Wem ist das nicht schon einmal passiert: Die Tür ist zu, und der Schlüssel steckt auf der anderen Seite. In solch einer Situation hilft oft nur ein Notdienst. Wer aber jetzt die erstbeste Nummer wählt, kann leicht den nächsten Schock erleben: „Unseriöse Anbieter nutzen diese Notlagen schamlos aus“, erklärt Irina Krüger von der Verbraucherzentrale Berlin. „Sie fordern nach getaner Arbeit horrende Summen von mehreren hundert, mitunter sogar über tausend Euro.“
Ausgesperrtsein ist eine „Schwächesituation“
Mit dieser dubiosen Geschäftemacherei dürften sie jetzt allerdings nicht mehr so leicht durchkommen. Denn während schamloses Abkassieren bisher nur in einer extremen Zwangslage strafbar war – etwa bei Geschäftsuntüchtigkeit oder in einer lebensbedrohlichen beziehungsweise existenzgefährdenden Situation –, befand der Bundesgerichtshof im vergangenen Jahr: „Bereits das Ausgesperrtsein bringt den Wohnungsnutzer in eine Schwächesituation, die der Handwerker ,ausbeuten‘ kann. Diese Unterlegenheit muss nicht durch weitere Gefahrenmomente (wie etwa einen eingeschalteten Herd, einen zurückgelassenen Säugling, Kälte) verschärft werden.“
Zusammen mit einer aktuellen Entscheidung des Landgerichts Kleve ist damit höchstrichterlich klargestellt: Schlüsselnotdienste, die die Notsituation von Verbraucherinnen und Verbrauchern für Forderungen nach weit überzogenen Rechnungsbeträgen ausnutzen, betreiben immer Wucher.
„Das ist eine äußerst wichtige Entscheidung“, befindet Irina Krüger. „Nicht im zivilrechtlichen Sinne, aber was den Straftatbestand angeht, haben die Urteile eine Signalwirkung.“ Denn sie bedeuten, dass Betrugsopfer nun viel eher Anzeige erstatten und die Polizei die Vergehen leichter verfolgen kann. Und das nicht nur im Falle dubioser Schlüsseldienste: Eine verstopfte Toilette, die lecke Wasserleitung, das Wespennest unterm Rollladenkasten, plötzlicher Heizungsausfall sind ganz typische Fälle, in denen ein Reparaturdienst sofort ran muss.

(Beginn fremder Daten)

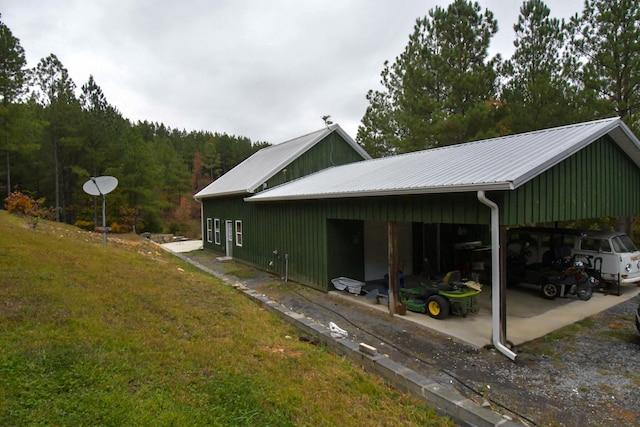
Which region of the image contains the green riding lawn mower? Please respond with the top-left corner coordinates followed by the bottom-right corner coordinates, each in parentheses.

Viele Menschen greifen zum Smartphone und orientieren sich bei ihrer Internet-Recherche an Notdiensten, die eine kurze Anfahrt und günstige Preise versprechen. Genau das nutzen die Abzocker. „Und Achtung: Unseriöse Anbieter stehen ganz oben in den Suchergebnissen“, warnt Irina Krüger. Dazu geben sie sich ortsansässig, sind aber oft nur über Handy- oder 0800-Nummern zu erreichen. Wer sie wählt, landet irgendwo in einem Callcenter. Um sich dagegen zu wappnen, sollte man niemals die scheinbar billigsten Notfallhelfer auswählen, sondern bei ortsbekannten Fachfirmen nachfragen. Wer vorausschauend schon einen Schlüssel- oder auch Sanitärnotdienst im Handy gespeichert hat, ist da klar im Vorteil. Bei unverschämten Geldforderungen, die über dem liegen, was am Telefon mit dem Notdienst abgesprochen wurde, sollte man nicht einfach begleichen.
„Wenn die unseriösen Handwerker das Geld erst einmal haben – ob in bar oder per Kartenzahlung – ist es weg“, so Irina Krüger. Wird eine Situation bedrohlich: bei den Nachbarn klingeln. Krüger: „Scheuen Sie sich nicht, die Polizei zu rufen und Anzeige zu erstatten.“
Rosemarie Mieder
Ausgeklügeltes Betrugsnetzwerk
Den Urteilen liegt ein langer und umfänglicher Rechtsstreit zugrunde. Die Betrüger mit Firmensitz in der Schweiz hatten bundesweit in Telefonbüchern nicht existente Schlüsseldienstfirmen mit örtlichen Anschriften und dazu passenden Telefonnummern eintragen lassen. Mitunter ließen sie in Branchenblättern der Gelben Seiten bis zu 60 verschiedene Rufnummern fiktiver Unternehmen aufnehmen. Die Anrufer landeten in einem Callcenter, ohne dies zu bemerken. Von 2008 bis 2016 wurden so gewaltige Gewinne erzielt – entstanden durch hohe nicht vereinbarte Aufschläge, die den Kunden in Rechnung gestellt wurden. In einem Fall wurden für das Öffnen einer Tür 1177 Euro veranschlagt.